Waves and swaying curtains of incident, attack and colour, stases and oases, transpire in between. Aho's phenomenal imagination, his deployment of solo and orchestral instruments (a theatrical and contrapuntal extravaganza), his artistry bridging progression and imagery, forging a cohesive entity of slow and quick incident, softs and louds, found an impassioned, riveting, extraordinarily involved collaborator in the Austrian Martin Grubinger. If his command over marimba, vibraphone (struck and bowed), tom-toms and temple blocks was mesmerising, his hand drumming, across the dynamic spectrum, was heart-stopping. A drummer who “makes the djembe talk”, believe the Malinké people, is one “who tells a story”. Santtu-Matias Rouvali, pristine in technique, held the tension well, ensemble chordings were broadly tight, and several solos stood out, alto sax for one. The live-stream, however, unusually for Gothenburg's studio team, was not without latency issues, leading to a loss of sync at the start.

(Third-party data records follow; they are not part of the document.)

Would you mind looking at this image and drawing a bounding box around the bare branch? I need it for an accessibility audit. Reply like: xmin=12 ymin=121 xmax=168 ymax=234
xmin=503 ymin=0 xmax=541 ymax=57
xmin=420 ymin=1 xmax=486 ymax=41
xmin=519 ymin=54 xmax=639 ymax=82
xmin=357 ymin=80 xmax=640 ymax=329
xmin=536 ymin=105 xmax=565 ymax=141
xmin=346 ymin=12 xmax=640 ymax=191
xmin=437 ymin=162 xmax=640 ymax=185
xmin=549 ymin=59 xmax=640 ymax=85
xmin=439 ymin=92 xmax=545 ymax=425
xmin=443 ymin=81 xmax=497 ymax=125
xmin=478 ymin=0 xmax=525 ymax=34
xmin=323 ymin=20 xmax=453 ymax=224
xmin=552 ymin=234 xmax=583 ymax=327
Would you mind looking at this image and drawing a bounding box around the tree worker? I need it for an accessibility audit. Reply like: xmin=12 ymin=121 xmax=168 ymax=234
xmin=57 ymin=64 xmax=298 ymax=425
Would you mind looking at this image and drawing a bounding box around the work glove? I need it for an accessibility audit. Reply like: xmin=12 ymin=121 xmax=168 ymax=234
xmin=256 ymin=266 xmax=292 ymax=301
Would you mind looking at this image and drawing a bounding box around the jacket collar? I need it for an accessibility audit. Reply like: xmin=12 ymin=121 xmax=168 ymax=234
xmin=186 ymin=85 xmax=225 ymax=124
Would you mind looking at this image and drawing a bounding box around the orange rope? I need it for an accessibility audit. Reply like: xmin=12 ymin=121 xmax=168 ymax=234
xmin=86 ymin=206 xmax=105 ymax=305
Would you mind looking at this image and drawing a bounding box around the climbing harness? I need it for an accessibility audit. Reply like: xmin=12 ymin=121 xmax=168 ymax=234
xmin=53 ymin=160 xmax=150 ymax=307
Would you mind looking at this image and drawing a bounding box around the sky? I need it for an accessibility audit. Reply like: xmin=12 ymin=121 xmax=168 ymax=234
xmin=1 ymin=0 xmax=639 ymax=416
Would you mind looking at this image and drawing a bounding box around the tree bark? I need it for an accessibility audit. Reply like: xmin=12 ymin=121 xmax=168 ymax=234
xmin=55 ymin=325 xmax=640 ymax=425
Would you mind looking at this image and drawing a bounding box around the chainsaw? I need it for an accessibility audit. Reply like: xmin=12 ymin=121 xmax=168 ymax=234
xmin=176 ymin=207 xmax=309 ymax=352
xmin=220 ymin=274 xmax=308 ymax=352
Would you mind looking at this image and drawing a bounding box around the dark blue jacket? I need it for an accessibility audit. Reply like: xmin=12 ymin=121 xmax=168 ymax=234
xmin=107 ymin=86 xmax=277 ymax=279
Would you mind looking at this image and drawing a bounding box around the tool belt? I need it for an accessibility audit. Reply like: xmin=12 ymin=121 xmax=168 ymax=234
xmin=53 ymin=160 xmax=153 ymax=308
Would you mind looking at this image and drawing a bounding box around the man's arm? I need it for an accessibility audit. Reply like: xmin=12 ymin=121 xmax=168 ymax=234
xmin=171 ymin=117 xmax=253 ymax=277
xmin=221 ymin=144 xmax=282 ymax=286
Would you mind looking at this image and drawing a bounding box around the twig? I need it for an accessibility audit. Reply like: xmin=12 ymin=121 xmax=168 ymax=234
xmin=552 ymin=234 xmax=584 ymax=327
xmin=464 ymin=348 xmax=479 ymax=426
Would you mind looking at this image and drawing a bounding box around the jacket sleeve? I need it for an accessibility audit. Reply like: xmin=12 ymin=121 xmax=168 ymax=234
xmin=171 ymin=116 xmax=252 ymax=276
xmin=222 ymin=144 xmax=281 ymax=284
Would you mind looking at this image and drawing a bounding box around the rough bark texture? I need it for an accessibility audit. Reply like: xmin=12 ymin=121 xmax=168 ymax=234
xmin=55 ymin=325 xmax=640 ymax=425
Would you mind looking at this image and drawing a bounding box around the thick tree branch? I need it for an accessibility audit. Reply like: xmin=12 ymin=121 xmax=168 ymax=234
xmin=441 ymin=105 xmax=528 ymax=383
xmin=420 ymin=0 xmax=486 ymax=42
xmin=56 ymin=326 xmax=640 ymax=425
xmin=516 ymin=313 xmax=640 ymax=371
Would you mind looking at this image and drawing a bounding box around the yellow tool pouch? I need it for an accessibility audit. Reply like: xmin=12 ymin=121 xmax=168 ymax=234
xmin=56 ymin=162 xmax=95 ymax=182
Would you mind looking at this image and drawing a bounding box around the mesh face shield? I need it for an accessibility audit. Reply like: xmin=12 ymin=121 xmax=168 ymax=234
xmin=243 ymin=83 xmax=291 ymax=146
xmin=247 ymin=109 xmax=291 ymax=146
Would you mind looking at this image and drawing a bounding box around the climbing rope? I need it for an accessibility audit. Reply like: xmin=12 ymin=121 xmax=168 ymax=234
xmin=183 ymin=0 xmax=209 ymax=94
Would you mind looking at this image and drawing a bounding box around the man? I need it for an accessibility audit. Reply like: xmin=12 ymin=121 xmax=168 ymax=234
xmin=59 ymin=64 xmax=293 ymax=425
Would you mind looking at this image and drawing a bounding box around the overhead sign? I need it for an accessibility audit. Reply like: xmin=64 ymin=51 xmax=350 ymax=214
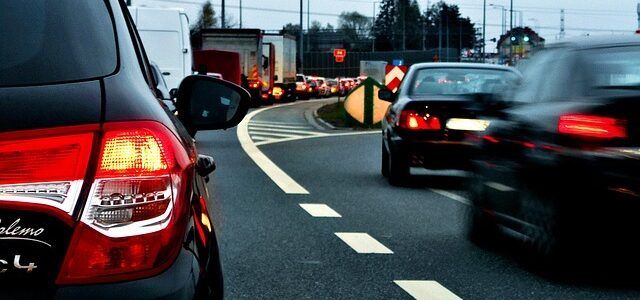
xmin=333 ymin=48 xmax=346 ymax=63
xmin=343 ymin=77 xmax=390 ymax=126
xmin=384 ymin=65 xmax=408 ymax=93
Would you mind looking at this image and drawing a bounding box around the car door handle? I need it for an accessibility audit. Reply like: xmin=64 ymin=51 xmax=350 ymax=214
xmin=162 ymin=72 xmax=171 ymax=76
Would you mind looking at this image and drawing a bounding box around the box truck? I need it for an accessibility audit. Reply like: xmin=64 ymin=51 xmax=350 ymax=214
xmin=198 ymin=29 xmax=275 ymax=105
xmin=128 ymin=6 xmax=192 ymax=90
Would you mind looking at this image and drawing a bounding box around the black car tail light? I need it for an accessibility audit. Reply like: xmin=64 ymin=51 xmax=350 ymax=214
xmin=0 ymin=125 xmax=96 ymax=217
xmin=399 ymin=110 xmax=441 ymax=130
xmin=558 ymin=114 xmax=627 ymax=139
xmin=56 ymin=121 xmax=192 ymax=285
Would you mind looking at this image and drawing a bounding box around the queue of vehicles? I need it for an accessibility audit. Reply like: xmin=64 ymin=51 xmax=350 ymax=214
xmin=377 ymin=35 xmax=640 ymax=267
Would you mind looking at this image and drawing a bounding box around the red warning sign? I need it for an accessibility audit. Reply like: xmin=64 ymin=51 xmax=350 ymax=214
xmin=385 ymin=65 xmax=408 ymax=93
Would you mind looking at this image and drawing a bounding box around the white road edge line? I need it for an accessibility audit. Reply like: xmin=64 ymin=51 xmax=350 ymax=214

Rouvali is not a young man to fear the repertory standards. Maybe the tempo variables in his Beethoven Second Symphony last October raised stylistic concerns, but his Strauss Alpine in September was nothing short of magnificently brilliant – high emotion, risk-taking and all. His blazing Sibelius Five in this hall back in August 2017 famously wooed orchestra and audience. Less so on this occasion, despite essentially the same forces led again by Sara Trobäck. Seemingly not so fresh, showing signs of listlessness, he steered a relatively routine course, still finding depth and sonorous beauty in the slower sections but losing bite and tidiness in certain faster passages – transient accelerations in the second movement could have been more artfully accommodated. The largamente peroration of the Finale touched nobility. But holding back the last nine bars by so much came at a price, applause breaking in following the first of 'Thor's' six hammer blows. (Some conductors have made a case for continuing through the preceding stretto, it makes sense.) Grandly flourished, Martin Ödlund's double-attacked timpani at the finish, going well beyond the notation of the page, were cadentially cathartic, a vibrant reminder of how once (pre-Berglund days) you simply never got to hear Sibelius's flams. Rouvali was mindful, if not victorious.